Samsung electronics co., ltd. (20240127812). METHOD AND SYSTEM FOR AUTO-CORRECTION OF AN ONGOING SPEECH COMMAND simplified abstract

From WikiPatents
Jump to navigation Jump to search

METHOD AND SYSTEM FOR AUTO-CORRECTION OF AN ONGOING SPEECH COMMAND

Organization Name

samsung electronics co., ltd.

Inventor(s)

Prashant Inbavaluthi of Noida (IN)

Vikas Kapur of Noida (IN)

Ramakant Singh of Noida (IN)

METHOD AND SYSTEM FOR AUTO-CORRECTION OF AN ONGOING SPEECH COMMAND - A simplified explanation of the abstract

This abstract first appeared for US patent application 20240127812 titled 'METHOD AND SYSTEM FOR AUTO-CORRECTION OF AN ONGOING SPEECH COMMAND

Simplified Explanation

The patent application describes a system that uses a voice assistant to receive voice commands from a user, converts the commands into text, extracts features from the audio and text, determines connections between the audio and text, tags replacement, cue, and correction words, and decodes revised text on-the-fly.

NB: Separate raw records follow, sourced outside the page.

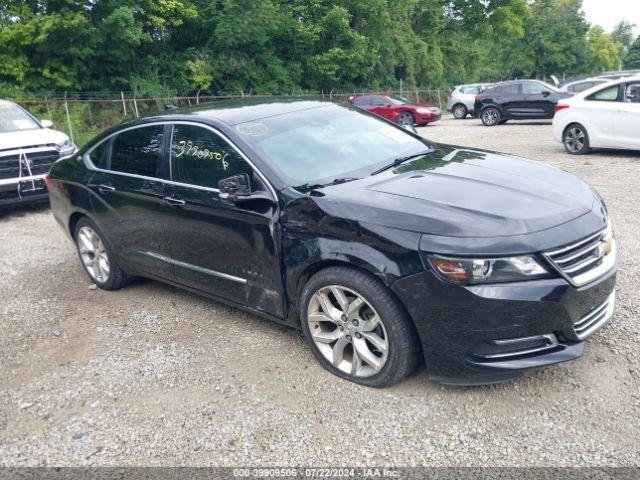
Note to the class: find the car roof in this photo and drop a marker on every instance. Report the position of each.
(233, 112)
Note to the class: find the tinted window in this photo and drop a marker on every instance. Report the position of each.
(200, 157)
(137, 151)
(362, 101)
(532, 88)
(609, 94)
(327, 143)
(98, 155)
(632, 93)
(510, 89)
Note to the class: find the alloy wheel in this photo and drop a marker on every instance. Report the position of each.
(490, 116)
(93, 254)
(348, 331)
(574, 139)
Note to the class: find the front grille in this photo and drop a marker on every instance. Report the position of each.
(585, 260)
(27, 161)
(595, 318)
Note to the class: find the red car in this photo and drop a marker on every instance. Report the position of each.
(397, 109)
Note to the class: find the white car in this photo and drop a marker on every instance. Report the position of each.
(606, 116)
(28, 148)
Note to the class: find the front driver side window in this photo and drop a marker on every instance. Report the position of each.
(200, 157)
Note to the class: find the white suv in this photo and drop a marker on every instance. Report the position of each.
(28, 148)
(463, 97)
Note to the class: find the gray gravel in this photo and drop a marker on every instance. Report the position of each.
(152, 375)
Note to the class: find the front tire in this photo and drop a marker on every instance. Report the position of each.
(356, 329)
(460, 111)
(406, 118)
(97, 258)
(576, 139)
(491, 117)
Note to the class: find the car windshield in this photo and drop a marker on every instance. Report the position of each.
(549, 87)
(399, 100)
(320, 145)
(13, 118)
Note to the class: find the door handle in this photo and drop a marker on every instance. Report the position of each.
(106, 188)
(173, 201)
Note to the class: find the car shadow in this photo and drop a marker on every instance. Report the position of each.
(21, 210)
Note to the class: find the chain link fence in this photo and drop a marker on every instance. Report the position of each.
(83, 115)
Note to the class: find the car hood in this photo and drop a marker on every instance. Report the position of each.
(29, 138)
(459, 192)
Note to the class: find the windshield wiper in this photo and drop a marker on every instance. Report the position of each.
(400, 160)
(337, 181)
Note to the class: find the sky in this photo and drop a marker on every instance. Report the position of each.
(608, 13)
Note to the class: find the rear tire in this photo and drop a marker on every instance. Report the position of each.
(356, 329)
(576, 139)
(97, 258)
(460, 111)
(491, 116)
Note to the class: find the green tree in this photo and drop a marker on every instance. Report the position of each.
(632, 60)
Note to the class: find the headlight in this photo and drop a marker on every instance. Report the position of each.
(66, 147)
(470, 271)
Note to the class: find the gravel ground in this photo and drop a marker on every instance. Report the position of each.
(152, 375)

  • Voice assistant receives voice command input from user
  • Speech to text convertor converts voice command into text
  • Feature extractor extracts acoustic and textual features for context
  • Multi-modal unified attention sequence tagger determines connection between audio and text
  • Tags replacement, cue, and correction words based on connection
  • On-the-fly decoder decodes revised text and displays it on user interface
  • Decoded text sent to NLP for response generation

Potential Applications

This technology can be applied in:

  • Voice-controlled devices
  • Speech recognition systems
  • Language translation tools

Problems Solved

  • Improving accuracy of voice command interpretation
  • Enhancing user experience with voice assistants
  • Streamlining communication between users and devices

Benefits

  • Faster and more accurate voice command processing
  • Real-time feedback and correction for users
  • Seamless integration of audio and text data

Potential Commercial Applications

  • Smart home devices
  • Virtual assistants in cars
  • Language learning applications

Possible Prior Art

One possible prior art for this technology could be existing speech recognition systems that use similar techniques for processing voice commands and generating responses.

Unanswered Questions

How does the system handle different accents and speech patterns from users?

The system's ability to adapt to various accents and speech patterns could impact its overall accuracy and user experience.

What measures are in place to ensure user privacy and data security?

Given that the system processes sensitive voice data, it is essential to address concerns regarding privacy and data security to gain user trust and compliance with regulations.


Original Abstract Submitted

the system includes a voice assistant receiving a voice command as input from user. the speech to text convertor converts the voice command into a text. a feature extractor extracts acoustic features from raw waveform of voice command and textual features from converted text for determining nearby context tokens. a multi modal unified attention sequence tagger determines a connection between the audio and the text based on an individual contextual embedding and a fused contextual embedding at context tokens level. it further tags replacement, cue and correction words sequentially based on determined connection between the audio and the text. an on-the-fly decoder decodes revised text on-the-fly based on tagged replacement, cue and correction words, to display the decoded revised text on user interface and sends the decoded revised text to nlp to generate a response corresponding to the input speech.